Characterization of Vortex Generator Induced Flow

The aim of this thesis is the characterization and modeling of the longitudinal structures actuated by vortex generators. Results from generic studies performed at low Reynolds numbers have shown that the device induced vortices possess helical structure of the vortex core. Further, their ability to control separation and downstream evolution across the chord of a circular sector have been studied. Similar flow structures to the ones found in the generic experiments have been found in a higher Reynolds number setting, more applicable to realistic cases common to, e.g., aeronautical applications. The helical structure of the vortices can, however, not be confirmed by the results of these experiments due to practical concerns of obtaining a measuring signal with high enough quality and resolution.

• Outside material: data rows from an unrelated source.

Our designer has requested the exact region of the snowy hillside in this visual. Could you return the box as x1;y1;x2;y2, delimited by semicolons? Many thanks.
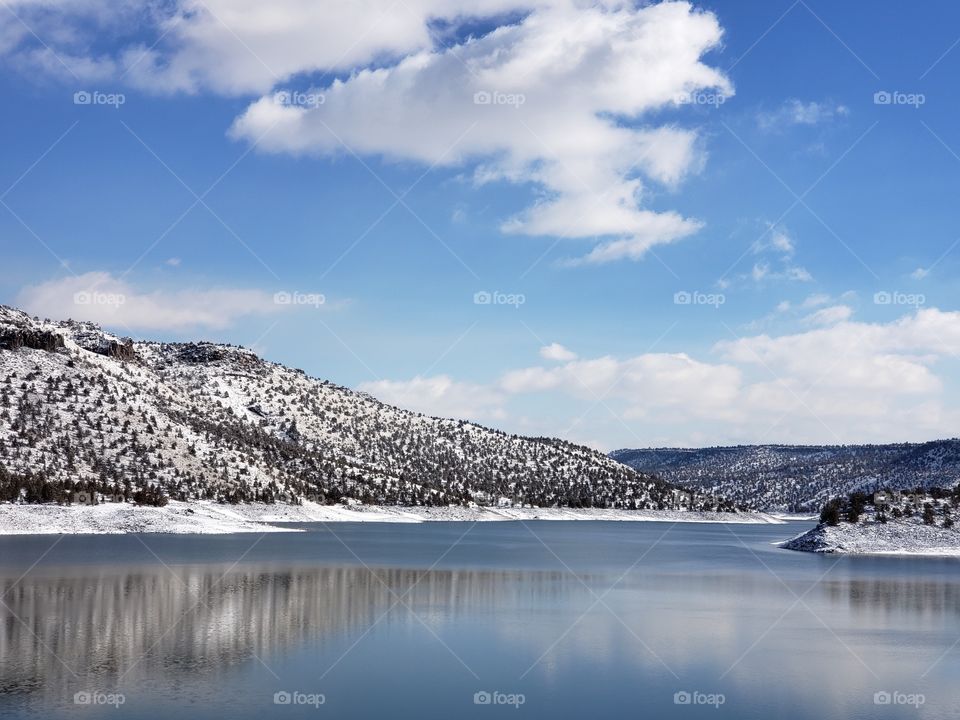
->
0;306;739;514
611;443;960;512
781;485;960;555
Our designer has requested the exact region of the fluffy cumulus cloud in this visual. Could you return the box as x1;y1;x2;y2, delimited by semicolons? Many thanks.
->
7;0;545;94
539;342;577;362
361;308;960;447
501;352;743;419
358;375;507;422
230;1;730;263
2;0;732;264
15;271;312;331
715;309;960;402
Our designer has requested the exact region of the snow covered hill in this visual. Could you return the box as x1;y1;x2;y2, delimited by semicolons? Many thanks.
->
781;486;960;555
0;306;739;514
611;443;960;512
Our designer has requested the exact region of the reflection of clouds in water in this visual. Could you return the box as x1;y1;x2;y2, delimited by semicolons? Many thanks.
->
0;565;586;699
504;569;960;714
1;562;959;717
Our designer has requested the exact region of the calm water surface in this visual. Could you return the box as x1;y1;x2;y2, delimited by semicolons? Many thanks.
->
0;520;958;719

Furthermore, in order to study the dynamics of the device induced structures, power spectra from LDA time series have been constructed from the burst-mode LDA theory developed mainly by Buchhave and George [19, 46]. In the process of applying this theory to the LDA time series, a technique has been developed correcting for the effect of random noise in spectra and correlations. The power spectra obtained from the flow behind the actuating devices did not display any distinct periodicity of the flow, but rather a random, or at best quasi-periodic, behavior. In addition, commonly employed interpolation and resampling methods for estimating power spectra from LDA data were compared to the corresponding spectra derived from hot-wire data. When the flow was well resolved, these methods showed acceptable results at high LDA data rates at all frequencies except at the highest ones. However, they failed miserably at low data rates, essentially burying the entire spectrum in frequency dependent noise beyond recognition.